In February of 2007, my lady friend and I had tickets to see the Remparts play the Olympiques at the Colisée in Quebec. We pulled into the Expo-Cité grounds in our car, and were directed by the attendant to park in front of a large red brick building a short distance from the rink. It being February and Quebec City, we didn't linger, but instead rushed across the windswept parking lot towards the beckoning warmth of the Colisée.
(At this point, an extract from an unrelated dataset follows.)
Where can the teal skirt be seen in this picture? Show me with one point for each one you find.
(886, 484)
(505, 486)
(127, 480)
Some months later, I found out that the red brick building we parked outside was the Pavillon de la Jeunesse, and unbeknownst to me at the time, it was a former QMJHL building.
Merde.
Quebec City being as far from my home as it is, I didn't get back to the Expo-Cité grounds for eleven and a half years, but in the fall of 2018, I stopped in to check out the Pavillon de la Jeunesse. It is located directly adjacent to the new Videotron Centre on the Expo-Cité grounds, and in fact it is possible to take one photo that has three current and former homes of the Remparts in one frame (including the Colisée). The Pavillon is a small red brick building with a new illuminated sign in the gable. The roof has also been cantilevered, and a large steel superstructure towers over the building holding it up (and presumably allowing the elimination of support columns on the building's interior).
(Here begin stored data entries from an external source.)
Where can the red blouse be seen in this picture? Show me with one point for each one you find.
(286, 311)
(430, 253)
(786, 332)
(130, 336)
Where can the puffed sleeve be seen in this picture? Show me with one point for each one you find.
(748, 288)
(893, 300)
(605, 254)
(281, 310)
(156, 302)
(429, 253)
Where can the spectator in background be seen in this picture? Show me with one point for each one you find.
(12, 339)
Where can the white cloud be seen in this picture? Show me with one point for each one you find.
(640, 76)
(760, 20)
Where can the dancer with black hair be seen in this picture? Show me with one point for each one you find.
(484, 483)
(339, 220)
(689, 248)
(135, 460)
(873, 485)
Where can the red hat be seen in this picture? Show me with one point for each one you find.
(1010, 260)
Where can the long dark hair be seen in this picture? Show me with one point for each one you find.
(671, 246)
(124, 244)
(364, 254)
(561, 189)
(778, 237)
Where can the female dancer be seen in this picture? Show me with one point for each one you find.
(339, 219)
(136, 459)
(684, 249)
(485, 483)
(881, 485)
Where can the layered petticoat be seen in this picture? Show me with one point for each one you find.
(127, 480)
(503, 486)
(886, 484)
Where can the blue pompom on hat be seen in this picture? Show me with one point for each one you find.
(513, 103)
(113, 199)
We tried nine or ten different doors before finding one that was open. The Pavillon's extensive renovations continue inside, with wide, modern concourses. It is only once out in the seating bowl that any signs of the building's true age appear. There are a few support columns still existing in one end, and the seats, all modern grey ones, rise gradually away from the ice surface. The strangest thing about the Pavillon is something I've never seen before - the building, at least in 2018, had Olympic sized-ice, but the hockey markings were painted for a 200 X 85 surface, and in fact the boards were configured in an NHL regulation shape. The extra ice just... sat there. It would be easily accessible for anyone willing to hop a railing, and the front row of seats on one entire side of the ice is an extra fifteen feet from the boards because of it.
As is documented on this very website, the Colisée de Quebec is the spiritual home of the Remparts, and was their home for most of their history. But the reborn Remparts, in the mid-1990's, elected to play at the weirdly laid out PEPS on the Université Laval campus, instead of going to a 5,000 seat arena right near downtown that appears to be perfectly laid out for junior hockey. Yes, the Remparts now draw well enough to play at an NHL-sized arena, but it still makes little sense to me that the Pavillon de la Jeunesse has been so little used by the QMJHL throughout its history.
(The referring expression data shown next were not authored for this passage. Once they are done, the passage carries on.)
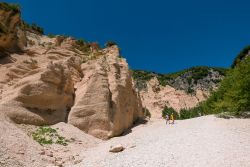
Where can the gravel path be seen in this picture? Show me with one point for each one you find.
(205, 141)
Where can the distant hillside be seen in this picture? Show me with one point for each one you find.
(188, 80)
(245, 52)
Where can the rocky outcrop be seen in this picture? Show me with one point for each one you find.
(53, 82)
(106, 103)
(12, 37)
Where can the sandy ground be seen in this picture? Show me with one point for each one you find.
(206, 141)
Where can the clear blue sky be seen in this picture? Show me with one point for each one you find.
(157, 35)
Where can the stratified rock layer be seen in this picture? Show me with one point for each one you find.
(106, 103)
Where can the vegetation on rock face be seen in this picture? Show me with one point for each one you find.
(47, 135)
(233, 95)
(10, 7)
(183, 80)
(33, 28)
(244, 52)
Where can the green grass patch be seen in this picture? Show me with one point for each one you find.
(46, 135)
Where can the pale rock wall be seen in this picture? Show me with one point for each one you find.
(106, 103)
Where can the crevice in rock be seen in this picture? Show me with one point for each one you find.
(68, 108)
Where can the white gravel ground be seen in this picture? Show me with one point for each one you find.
(201, 142)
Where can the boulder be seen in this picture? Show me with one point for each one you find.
(12, 37)
(106, 103)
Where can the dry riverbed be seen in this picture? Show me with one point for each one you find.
(205, 141)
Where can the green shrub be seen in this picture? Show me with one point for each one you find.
(47, 135)
(33, 28)
(168, 111)
(241, 56)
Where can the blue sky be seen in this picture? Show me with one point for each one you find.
(156, 35)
The Pavillon de la Jeunesse is Quebec City's historic "second arena"; the one that you played when you weren't a big enough draw to sell out the Colisée next door. In the mid-1980's, when the NHL had arrived in the capital region and the original Remparts were drawing something less than flies, they chose to play several of their home games during mid-week and such at the 5,000-seat Pavillon instead of the 15,000-seat Colisée. In the end it didn't particularly help, as the original Remparts folded in 1985. The current incarnation of the Remparts have played pre-season games at the Pavillon, but to my knowledge they have never played a regular season game there.
The Pavillon today is home to the Quebec Radio X of the ubiquitous LNAH, as well as the ABA's Quebec Kebekwa.